In deze zaak, die voor de Rechtbank Amsterdam is behandeld, gaat het om de verdeling van een woning na het overlijden van de heer [erflater] op 24 december 2017. De erflater had vier kinderen, die als erfgenamen optreden, en een partner, [gedaagde], met wie hij een affectieve relatie had. De woning, die gezamenlijk door de erflater en [gedaagde] was gekocht, valt voor de helft in de nalatenschap. Na het overlijden van de erflater is [gedaagde] in de woning blijven wonen, maar er is geen testament opgesteld, wat leidt tot een geschil over de verdeling van de woning.
De rechtbank heeft vastgesteld dat de hoofdregel voor de waardering van de woning de peildatum is van de feitelijke verdeling. [eiser] vordert dat de woning wordt verkocht aan een derde, terwijl [gedaagde] de woning zelf wil overnemen. De rechtbank oordeelt dat er geen reden is om af te wijken van de hoofdregel en dat de waarde van de woning op het moment van verdeling moet worden vastgesteld. De rechtbank benoemt een makelaar voor de taxatie van de woning en geeft [gedaagde] de kans om het aandeel van de nalatenschap in de woning over te nemen tegen de getaxeerde waarde.

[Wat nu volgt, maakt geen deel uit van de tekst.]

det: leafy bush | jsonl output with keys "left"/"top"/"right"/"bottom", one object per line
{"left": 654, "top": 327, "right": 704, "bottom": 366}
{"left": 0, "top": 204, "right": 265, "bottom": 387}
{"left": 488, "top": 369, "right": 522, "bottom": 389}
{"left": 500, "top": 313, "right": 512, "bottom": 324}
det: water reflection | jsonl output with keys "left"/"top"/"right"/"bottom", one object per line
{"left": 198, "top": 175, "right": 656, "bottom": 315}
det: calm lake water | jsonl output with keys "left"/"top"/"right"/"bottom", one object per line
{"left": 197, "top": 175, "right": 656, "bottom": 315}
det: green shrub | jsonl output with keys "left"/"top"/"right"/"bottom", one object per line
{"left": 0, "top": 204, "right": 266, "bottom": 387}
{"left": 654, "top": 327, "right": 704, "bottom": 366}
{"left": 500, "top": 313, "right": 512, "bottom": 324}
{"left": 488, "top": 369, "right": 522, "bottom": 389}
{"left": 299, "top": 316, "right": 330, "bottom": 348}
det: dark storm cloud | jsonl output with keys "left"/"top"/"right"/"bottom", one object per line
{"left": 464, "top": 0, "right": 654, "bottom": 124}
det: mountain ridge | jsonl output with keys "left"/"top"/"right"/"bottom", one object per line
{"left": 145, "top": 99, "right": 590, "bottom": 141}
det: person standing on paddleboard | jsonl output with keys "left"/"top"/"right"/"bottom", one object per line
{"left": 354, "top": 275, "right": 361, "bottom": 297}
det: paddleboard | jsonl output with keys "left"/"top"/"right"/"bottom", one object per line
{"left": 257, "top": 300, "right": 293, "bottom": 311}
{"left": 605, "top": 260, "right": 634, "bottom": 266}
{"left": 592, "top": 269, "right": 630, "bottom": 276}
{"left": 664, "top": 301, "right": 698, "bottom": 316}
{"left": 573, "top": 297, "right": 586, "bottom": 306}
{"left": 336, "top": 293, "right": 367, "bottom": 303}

In reconventie vordert [gedaagde] een bedrag van € 49.035,52 van de nalatenschap, wat onder andere bestaat uit eigenaarslasten en rente van de hypotheek. De rechtbank wijst deze vordering gedeeltelijk toe en compenseert de proceskosten, zodat iedere partij de eigen kosten draagt. De uitspraak is gedaan door rechter T.H. van Voorst Vader op 7 april 2021.